Aber woher weiß man, ob die Vierbeiner von so einer Milbe befallen wurden? Erkennen lässt sich ein Befall mit Herbstgrasmilben, wenn das Fell kahle Stellen aufweist, die trocken und schuppig sind oder auch wenn orangefarbene Ablagerungen zu sehen sind. Zudem kratzt und leckt sich das Tier immer wieder sehr massiv.
Wie Zecken: Milben heften sich an der Haut fest
Erwachsene Milben leben im Boden, doch die Larven, die im Herbst schlüpfen, halten sich zunächst auf Gräsern und Sträuchern auf. Hier warten sie auf die Gelegenheit, sich ähnlich wie Zecken an der Haut vorbeikommender Säugetiere festzuheften.
Ist das passiert, ritzt sich die Larve mit einem Haken durch die Haut seines Opfers und löst die darunterliegende Hautschicht mit Hilfe eines Speichelsekrets auf. Die dadurch entstandene Flüssigkeit saugt sie als Nahrung auf und löst durch ihr Speichelsekret den Juckreiz aus. Die Maden siedeln sich beim Vierbeiner häufig zwischen den Zehen, am Bauch, am Hals, an den Ohren oder in den Innenschenkeln an.

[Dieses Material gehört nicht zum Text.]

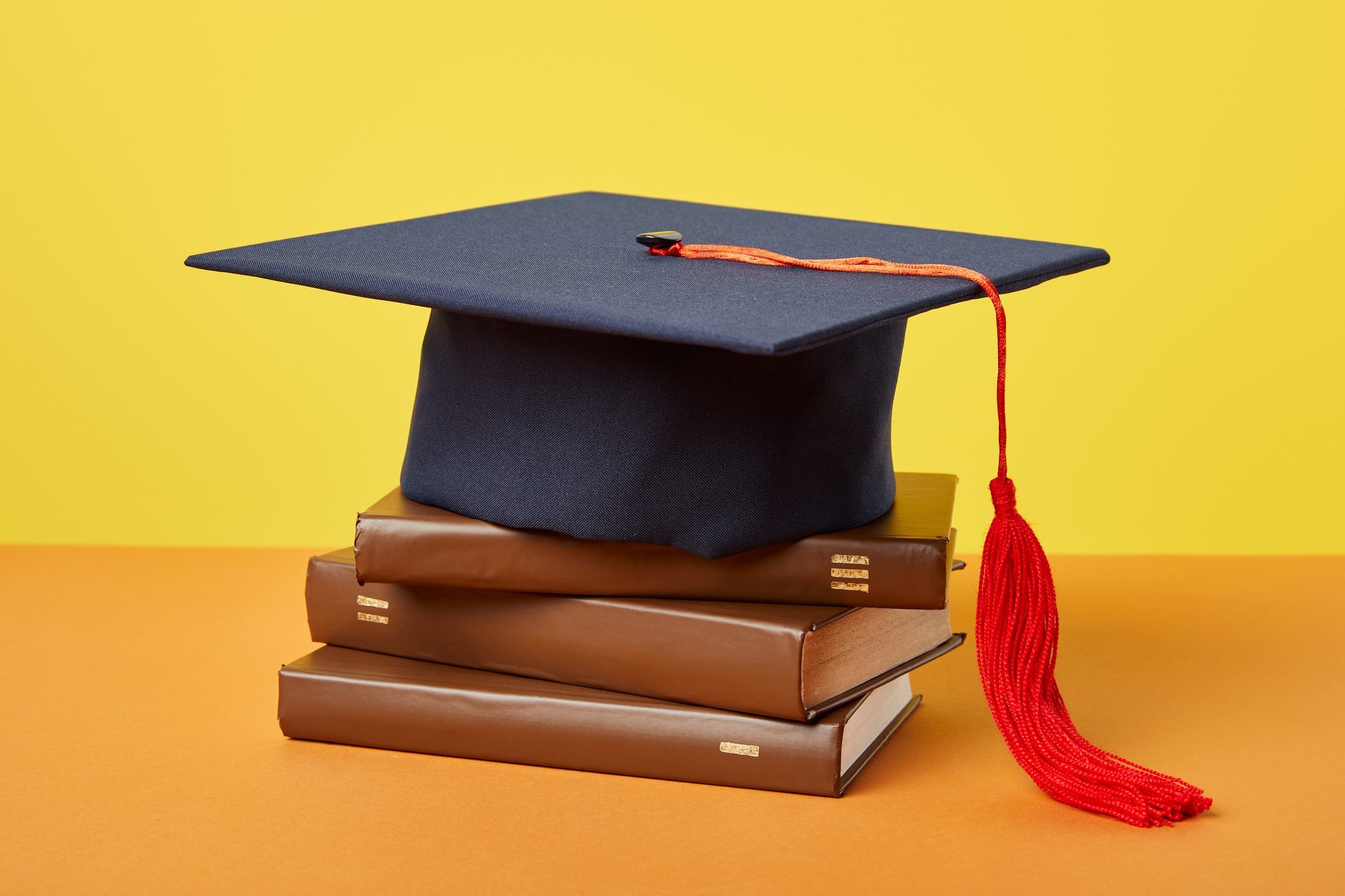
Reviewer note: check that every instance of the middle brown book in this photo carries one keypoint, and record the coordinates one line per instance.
(770, 660)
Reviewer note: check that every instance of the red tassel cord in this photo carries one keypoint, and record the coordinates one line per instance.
(1017, 625)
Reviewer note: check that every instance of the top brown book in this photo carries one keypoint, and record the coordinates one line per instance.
(900, 560)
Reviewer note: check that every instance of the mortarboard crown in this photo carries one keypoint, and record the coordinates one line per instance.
(572, 382)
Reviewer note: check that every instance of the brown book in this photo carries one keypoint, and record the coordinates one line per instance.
(900, 560)
(371, 700)
(771, 660)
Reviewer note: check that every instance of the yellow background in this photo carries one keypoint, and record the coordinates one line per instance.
(1185, 398)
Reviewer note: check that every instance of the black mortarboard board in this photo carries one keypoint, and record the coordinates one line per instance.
(569, 381)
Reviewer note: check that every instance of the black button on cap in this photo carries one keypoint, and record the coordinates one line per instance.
(659, 239)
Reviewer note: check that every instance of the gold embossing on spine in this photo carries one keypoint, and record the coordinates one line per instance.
(739, 750)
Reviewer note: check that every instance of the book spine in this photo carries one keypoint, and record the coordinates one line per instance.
(901, 574)
(618, 736)
(667, 650)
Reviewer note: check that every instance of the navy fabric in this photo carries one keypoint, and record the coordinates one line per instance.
(572, 261)
(599, 436)
(573, 382)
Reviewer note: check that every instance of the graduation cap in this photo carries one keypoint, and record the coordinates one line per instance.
(575, 381)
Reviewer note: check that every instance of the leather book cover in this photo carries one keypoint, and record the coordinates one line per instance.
(900, 560)
(737, 657)
(371, 700)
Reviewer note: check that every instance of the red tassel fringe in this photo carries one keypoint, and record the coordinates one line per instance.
(1017, 631)
(1017, 626)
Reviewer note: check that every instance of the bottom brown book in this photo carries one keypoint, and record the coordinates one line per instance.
(371, 700)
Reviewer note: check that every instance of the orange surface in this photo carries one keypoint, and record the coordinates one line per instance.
(142, 753)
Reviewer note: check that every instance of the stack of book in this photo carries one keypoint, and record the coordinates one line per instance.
(783, 668)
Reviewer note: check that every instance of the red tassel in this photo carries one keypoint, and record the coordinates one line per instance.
(1017, 631)
(1017, 625)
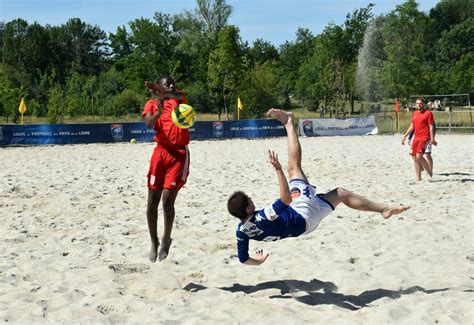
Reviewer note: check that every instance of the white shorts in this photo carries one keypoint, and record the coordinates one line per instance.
(428, 148)
(306, 202)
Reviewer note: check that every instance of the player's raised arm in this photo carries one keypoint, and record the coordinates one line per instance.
(285, 194)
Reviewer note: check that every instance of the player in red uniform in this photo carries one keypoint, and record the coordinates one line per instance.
(423, 123)
(169, 165)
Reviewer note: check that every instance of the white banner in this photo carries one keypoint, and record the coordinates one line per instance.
(332, 126)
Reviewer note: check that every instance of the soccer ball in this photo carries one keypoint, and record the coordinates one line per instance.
(183, 116)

Nicht immer eine Behandlung nötig
Es muss nicht jedes Heimtier mit Herbstgrasmilben-Befall behandelt werden, denn außer dem von ihnen erzeugten sehr starken Juckreiz schädigen sie das Tier nicht. In der Regel verschwinden die Larven nach zwei bis drei Tagen von selbst. Kommt es jedoch zu den bereits erwähnten Hautveränderungen und kratzt sich das Tier immerzu, ist Abhilfe nötig.
Hierfür eignen sich Shampoos mit antiparasitären Wirkstoffen. Sind die Symptome nur auf wenige Stellen begrenzt, kann man den Juckreiz seines Tieres durch das Auftragen von entzündungshemmenden Arzneimitteln lindern. In manchen Fällen hilft jedoch nur noch eine Behandlung mit juckreizstillenden Tabletten oder Injektionen. Wenden Sie sich dafür direkt an den Tierarzt.